By Adam Rubenfire, Daily News Editor
Published October 23, 2012

Though other universities have approved requests for the release of the graduate school application of James Holmes — the 24 year old charged in the mass shooting that took place at an Aurora, Colo. movie theater in July — the University denied a Freedom of Information Act request to view his denied application to the University’s neuroscience graduate program.

In a letter to The Michigan Daily on Tuesday, Gary Krenz, special counsel to University President Mary Sue Coleman, denied the Daily’s appeal to the University’s initial denial for the documents early this month.

In a Sept. 11 letter to The Michigan Daily, Patricia Sellinger, the University’s FOIA coordinator, said an Aug. 31 request to review Holmes’s application was denied because disclosing the application would “constitute an unwarranted invasion of an individual’s privacy,” which is an excerpt from Section 13 (1)(a) of the Michigan Freedom of Information Act, and details exemptions from the act.

The state’s FOIA law details how public records should be released and what types of records and information do not have to be released, or are exempt from the law.

In his response to the Daily’s appeal, Krenz wrote that the University generally deems applications as exempt from FOIA.

“It is our considered assessment that a student application is an integral record and that disclosure of any part of it would constitute an unwarranted invasion of privacy,” Krenz wrote.

Though Michigan’s FOIA law allows for private information within a document to be redacted, Krenz wrote that the release of any part of an application would put the entire admissions process in jeopardy.

“The release of a student application in this or other cases would have, we believe, deleterious effect on the applicants and on the admissions process, and we consequently believe that the University and the public are best served by protecting the integrity and confidentiality of that process,” Krenz said. “We therefore respectfully decline to release any part of the record.”

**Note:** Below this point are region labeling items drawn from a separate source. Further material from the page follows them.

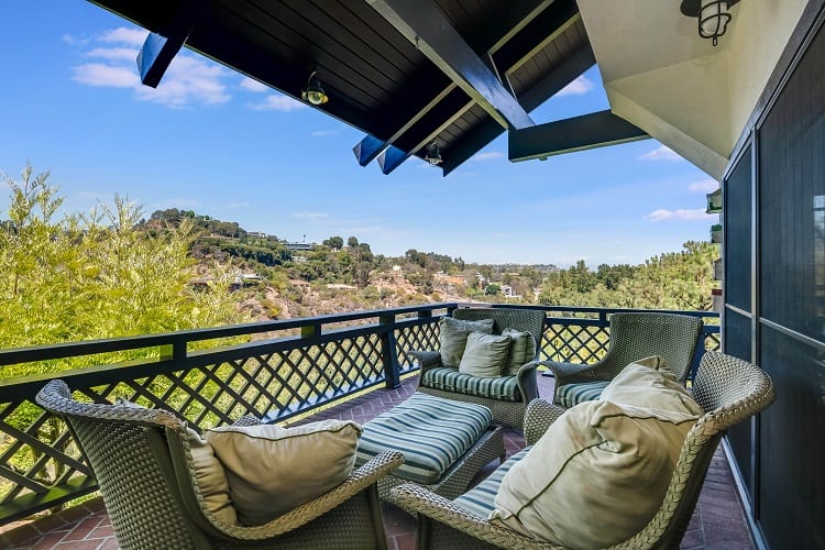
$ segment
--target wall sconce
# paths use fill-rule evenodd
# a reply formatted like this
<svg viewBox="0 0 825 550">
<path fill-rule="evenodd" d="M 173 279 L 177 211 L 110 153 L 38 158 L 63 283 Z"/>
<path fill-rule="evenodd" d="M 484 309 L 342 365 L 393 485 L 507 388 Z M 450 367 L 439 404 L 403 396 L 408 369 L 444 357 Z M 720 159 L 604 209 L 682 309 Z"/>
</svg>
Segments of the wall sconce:
<svg viewBox="0 0 825 550">
<path fill-rule="evenodd" d="M 738 2 L 739 0 L 682 0 L 680 10 L 682 14 L 698 20 L 698 35 L 712 38 L 715 46 L 733 19 L 730 7 Z"/>
<path fill-rule="evenodd" d="M 441 158 L 441 147 L 438 146 L 438 143 L 430 143 L 430 146 L 427 147 L 427 154 L 424 156 L 424 160 L 430 163 L 431 166 L 438 166 L 441 164 L 443 158 Z"/>
<path fill-rule="evenodd" d="M 321 88 L 321 81 L 318 79 L 317 72 L 312 72 L 307 80 L 307 89 L 300 92 L 300 98 L 305 101 L 309 101 L 312 105 L 323 105 L 329 101 L 329 97 Z"/>
</svg>

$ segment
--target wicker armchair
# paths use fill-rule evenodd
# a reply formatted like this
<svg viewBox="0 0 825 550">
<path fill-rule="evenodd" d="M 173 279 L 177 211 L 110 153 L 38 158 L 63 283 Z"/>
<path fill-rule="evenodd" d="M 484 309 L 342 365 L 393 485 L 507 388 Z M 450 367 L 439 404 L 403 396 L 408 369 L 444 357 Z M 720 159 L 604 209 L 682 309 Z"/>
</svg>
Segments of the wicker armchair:
<svg viewBox="0 0 825 550">
<path fill-rule="evenodd" d="M 493 333 L 501 334 L 505 329 L 516 329 L 530 332 L 536 339 L 536 355 L 541 349 L 541 336 L 544 331 L 543 311 L 532 309 L 505 309 L 505 308 L 459 308 L 452 312 L 452 317 L 465 321 L 477 321 L 480 319 L 493 319 Z M 477 403 L 490 407 L 493 411 L 493 421 L 520 428 L 524 424 L 525 409 L 530 400 L 539 396 L 538 382 L 536 380 L 537 361 L 531 361 L 519 369 L 515 378 L 518 384 L 516 397 L 518 400 L 506 400 L 484 395 L 470 393 L 450 392 L 430 387 L 427 373 L 433 369 L 446 369 L 441 365 L 441 354 L 438 351 L 414 351 L 410 355 L 418 360 L 421 365 L 421 375 L 418 378 L 418 391 L 425 394 L 454 399 L 459 402 Z"/>
<path fill-rule="evenodd" d="M 121 548 L 386 548 L 376 482 L 400 465 L 400 453 L 376 457 L 267 524 L 228 525 L 206 509 L 191 481 L 185 421 L 161 409 L 80 403 L 58 380 L 36 400 L 64 418 L 80 444 Z"/>
<path fill-rule="evenodd" d="M 659 355 L 680 382 L 690 374 L 702 334 L 702 319 L 676 314 L 613 314 L 607 353 L 590 365 L 542 361 L 556 376 L 553 404 L 572 407 L 597 399 L 607 384 L 634 361 Z"/>
<path fill-rule="evenodd" d="M 768 407 L 773 402 L 774 388 L 761 369 L 730 355 L 708 351 L 702 359 L 693 394 L 705 414 L 682 444 L 661 507 L 641 531 L 612 548 L 678 548 L 724 431 Z M 525 419 L 527 443 L 535 443 L 563 411 L 541 399 L 530 403 Z M 486 518 L 416 484 L 400 485 L 393 490 L 391 496 L 404 509 L 418 514 L 419 549 L 560 548 L 493 525 Z"/>
</svg>

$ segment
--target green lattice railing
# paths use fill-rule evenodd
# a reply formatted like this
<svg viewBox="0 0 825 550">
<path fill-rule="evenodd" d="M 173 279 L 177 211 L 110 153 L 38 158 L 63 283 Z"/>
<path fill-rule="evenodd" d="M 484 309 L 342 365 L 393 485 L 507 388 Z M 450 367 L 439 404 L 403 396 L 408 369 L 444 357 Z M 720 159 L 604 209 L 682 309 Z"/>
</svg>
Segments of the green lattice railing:
<svg viewBox="0 0 825 550">
<path fill-rule="evenodd" d="M 173 410 L 201 429 L 246 414 L 284 421 L 359 392 L 397 386 L 400 375 L 415 371 L 408 352 L 438 349 L 438 319 L 459 306 L 435 304 L 3 350 L 0 366 L 142 350 L 147 359 L 61 372 L 59 377 L 78 398 L 111 403 L 123 397 Z M 586 363 L 606 350 L 608 315 L 614 310 L 534 308 L 551 314 L 540 359 Z M 342 323 L 350 326 L 339 328 Z M 296 331 L 300 334 L 284 336 Z M 191 349 L 202 341 L 262 336 L 265 339 L 242 344 Z M 706 339 L 713 338 L 711 345 L 716 348 L 718 326 L 706 328 Z M 96 490 L 64 424 L 34 404 L 51 377 L 0 381 L 0 525 Z"/>
</svg>

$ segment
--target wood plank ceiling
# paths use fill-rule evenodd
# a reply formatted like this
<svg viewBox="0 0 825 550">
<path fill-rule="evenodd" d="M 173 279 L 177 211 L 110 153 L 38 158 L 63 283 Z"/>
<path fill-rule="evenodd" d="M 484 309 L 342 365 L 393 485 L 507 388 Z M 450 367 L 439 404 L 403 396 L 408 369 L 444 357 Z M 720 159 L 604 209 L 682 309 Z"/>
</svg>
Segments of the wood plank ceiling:
<svg viewBox="0 0 825 550">
<path fill-rule="evenodd" d="M 497 116 L 503 106 L 474 99 L 468 80 L 507 90 L 503 103 L 512 95 L 529 112 L 595 63 L 574 0 L 94 3 L 298 100 L 317 72 L 330 98 L 317 108 L 364 131 L 353 144 L 358 161 L 377 157 L 386 174 L 437 143 L 447 175 L 512 129 Z M 405 19 L 410 8 L 431 11 Z M 443 45 L 442 35 L 458 38 Z M 462 42 L 476 68 L 461 66 Z"/>
</svg>

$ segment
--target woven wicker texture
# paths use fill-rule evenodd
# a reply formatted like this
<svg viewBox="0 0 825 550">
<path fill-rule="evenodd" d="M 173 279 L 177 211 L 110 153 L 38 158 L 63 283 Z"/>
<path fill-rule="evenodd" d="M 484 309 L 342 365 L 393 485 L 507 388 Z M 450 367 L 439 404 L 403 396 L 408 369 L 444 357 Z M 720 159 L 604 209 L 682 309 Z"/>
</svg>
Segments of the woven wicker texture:
<svg viewBox="0 0 825 550">
<path fill-rule="evenodd" d="M 50 382 L 36 400 L 68 422 L 98 480 L 121 548 L 386 547 L 376 483 L 400 465 L 400 453 L 380 454 L 332 491 L 267 524 L 227 525 L 206 509 L 191 483 L 185 422 L 174 415 L 79 403 L 63 381 Z M 184 457 L 183 462 L 173 455 Z"/>
<path fill-rule="evenodd" d="M 702 326 L 698 317 L 676 314 L 613 314 L 607 353 L 597 363 L 541 363 L 556 376 L 553 403 L 562 405 L 559 394 L 568 384 L 610 381 L 628 364 L 651 355 L 662 358 L 673 375 L 684 382 L 690 374 Z"/>
<path fill-rule="evenodd" d="M 613 548 L 678 548 L 724 430 L 765 409 L 776 396 L 773 383 L 765 371 L 713 351 L 702 359 L 693 391 L 705 414 L 682 444 L 659 512 L 636 536 Z M 544 425 L 554 418 L 558 418 L 558 408 L 535 403 L 527 421 Z M 538 427 L 525 427 L 525 433 L 531 433 L 530 437 L 537 431 Z M 459 504 L 415 484 L 394 488 L 391 499 L 407 512 L 418 514 L 419 548 L 559 548 L 492 525 Z"/>
<path fill-rule="evenodd" d="M 544 331 L 544 311 L 534 309 L 459 308 L 452 312 L 452 316 L 455 319 L 465 321 L 493 319 L 493 333 L 501 334 L 504 329 L 527 331 L 536 339 L 537 346 L 541 345 L 541 336 Z M 536 381 L 536 367 L 539 363 L 536 361 L 527 363 L 519 369 L 516 378 L 518 381 L 521 402 L 513 403 L 426 387 L 421 385 L 421 382 L 426 377 L 427 370 L 441 366 L 441 358 L 437 351 L 414 351 L 410 352 L 410 356 L 416 358 L 421 365 L 419 392 L 447 399 L 484 405 L 493 411 L 493 420 L 499 424 L 520 428 L 524 422 L 527 404 L 539 396 L 538 383 Z"/>
</svg>

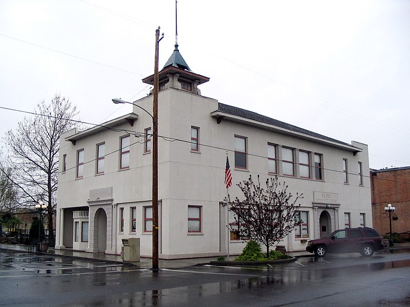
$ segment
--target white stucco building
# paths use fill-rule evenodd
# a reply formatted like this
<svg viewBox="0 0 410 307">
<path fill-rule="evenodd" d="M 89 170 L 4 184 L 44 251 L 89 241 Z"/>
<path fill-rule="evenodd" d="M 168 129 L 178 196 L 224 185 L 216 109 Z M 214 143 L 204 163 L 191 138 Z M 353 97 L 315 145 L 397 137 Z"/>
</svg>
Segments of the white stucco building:
<svg viewBox="0 0 410 307">
<path fill-rule="evenodd" d="M 289 191 L 303 193 L 303 223 L 280 243 L 288 251 L 304 250 L 305 240 L 335 229 L 372 226 L 366 145 L 202 96 L 197 86 L 209 79 L 190 70 L 177 46 L 159 77 L 160 258 L 226 254 L 227 150 L 232 199 L 241 196 L 235 184 L 250 174 L 277 175 Z M 135 103 L 152 110 L 152 101 L 150 95 Z M 56 248 L 118 254 L 121 238 L 139 237 L 141 256 L 151 256 L 151 126 L 134 106 L 101 126 L 62 135 Z M 230 253 L 239 254 L 244 244 L 231 234 Z"/>
</svg>

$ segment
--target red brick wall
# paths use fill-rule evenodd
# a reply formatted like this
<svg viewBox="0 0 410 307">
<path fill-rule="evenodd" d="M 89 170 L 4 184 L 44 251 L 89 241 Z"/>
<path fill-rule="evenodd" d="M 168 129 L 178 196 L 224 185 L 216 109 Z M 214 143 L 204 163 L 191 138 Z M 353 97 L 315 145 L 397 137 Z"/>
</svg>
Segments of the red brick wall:
<svg viewBox="0 0 410 307">
<path fill-rule="evenodd" d="M 410 231 L 410 168 L 372 172 L 370 178 L 373 228 L 380 234 L 390 231 L 384 207 L 391 204 L 396 208 L 392 213 L 393 232 Z"/>
</svg>

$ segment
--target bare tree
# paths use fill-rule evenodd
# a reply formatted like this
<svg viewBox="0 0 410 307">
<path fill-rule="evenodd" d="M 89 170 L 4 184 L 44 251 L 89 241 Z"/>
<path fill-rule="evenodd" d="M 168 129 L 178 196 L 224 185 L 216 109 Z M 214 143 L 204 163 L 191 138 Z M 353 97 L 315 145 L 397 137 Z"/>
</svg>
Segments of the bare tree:
<svg viewBox="0 0 410 307">
<path fill-rule="evenodd" d="M 291 202 L 293 195 L 287 192 L 284 182 L 281 184 L 275 177 L 266 179 L 265 183 L 263 189 L 259 176 L 255 183 L 251 176 L 249 180 L 237 184 L 244 198 L 240 201 L 236 198 L 230 203 L 229 210 L 234 213 L 231 230 L 236 231 L 239 238 L 253 239 L 264 245 L 269 258 L 269 248 L 294 229 L 295 215 L 300 206 L 296 203 L 303 198 L 303 194 L 297 193 Z"/>
<path fill-rule="evenodd" d="M 10 130 L 5 137 L 8 164 L 15 175 L 9 179 L 20 192 L 22 206 L 33 208 L 39 201 L 47 205 L 50 243 L 54 241 L 59 140 L 62 133 L 73 127 L 70 120 L 77 115 L 76 109 L 68 99 L 55 94 L 50 103 L 38 103 L 35 114 L 25 117 L 15 130 Z"/>
</svg>

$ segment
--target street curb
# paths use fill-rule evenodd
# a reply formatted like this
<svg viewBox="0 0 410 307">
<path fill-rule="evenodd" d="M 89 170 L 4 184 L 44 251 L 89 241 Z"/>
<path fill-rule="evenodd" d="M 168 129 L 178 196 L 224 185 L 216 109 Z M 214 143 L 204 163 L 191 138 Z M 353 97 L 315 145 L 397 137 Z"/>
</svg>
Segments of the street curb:
<svg viewBox="0 0 410 307">
<path fill-rule="evenodd" d="M 289 259 L 279 259 L 278 260 L 267 260 L 263 261 L 211 261 L 209 264 L 212 266 L 258 266 L 259 265 L 274 265 L 283 264 L 296 260 L 296 257 L 291 256 Z"/>
</svg>

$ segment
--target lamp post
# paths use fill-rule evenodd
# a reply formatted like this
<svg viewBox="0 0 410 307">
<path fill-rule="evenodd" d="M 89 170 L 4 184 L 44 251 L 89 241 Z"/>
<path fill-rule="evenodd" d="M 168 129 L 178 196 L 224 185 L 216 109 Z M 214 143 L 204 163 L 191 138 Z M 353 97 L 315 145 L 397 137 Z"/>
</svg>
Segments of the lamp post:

University spokesman Rick Fitzgerald said the University’s response to the FOIA request is consistent with how it has responded to previous requests for student applications.

“It’s our view that is the private business of that individual,” Fitzgerald said.

When asked if exempting student applications from release is an official procedure followed by the University’s FOIA office, Fitzgerald said it is simply the University’s general interpretation of the law.

“It’s not a policy, it’s how that type of record — we see a student application record as not something that we’re required to release under FOIA,” Fitzgerald said.

Fitzgerald added that upon review of the application, the University believes that it is exempt from FOIA in its entirety.

“We’ve looked at this document, and we believe that this document in total … is exempt,” Fitzgerald said.

The University’s denial comes after officials at the University of Iowa, the University of Illinois and the University of Alabama released Holmes’s graduate applications after receiving requests, which Fitzgerald acknowledged.

“I can also appreciate with other schools in other states operating under … somewhat different FOIA laws may have come to other decision on releasing that material,” Fitzgerald said.

However, all three universities exist in states that have similar or less restrictive FOIA laws than Michigan.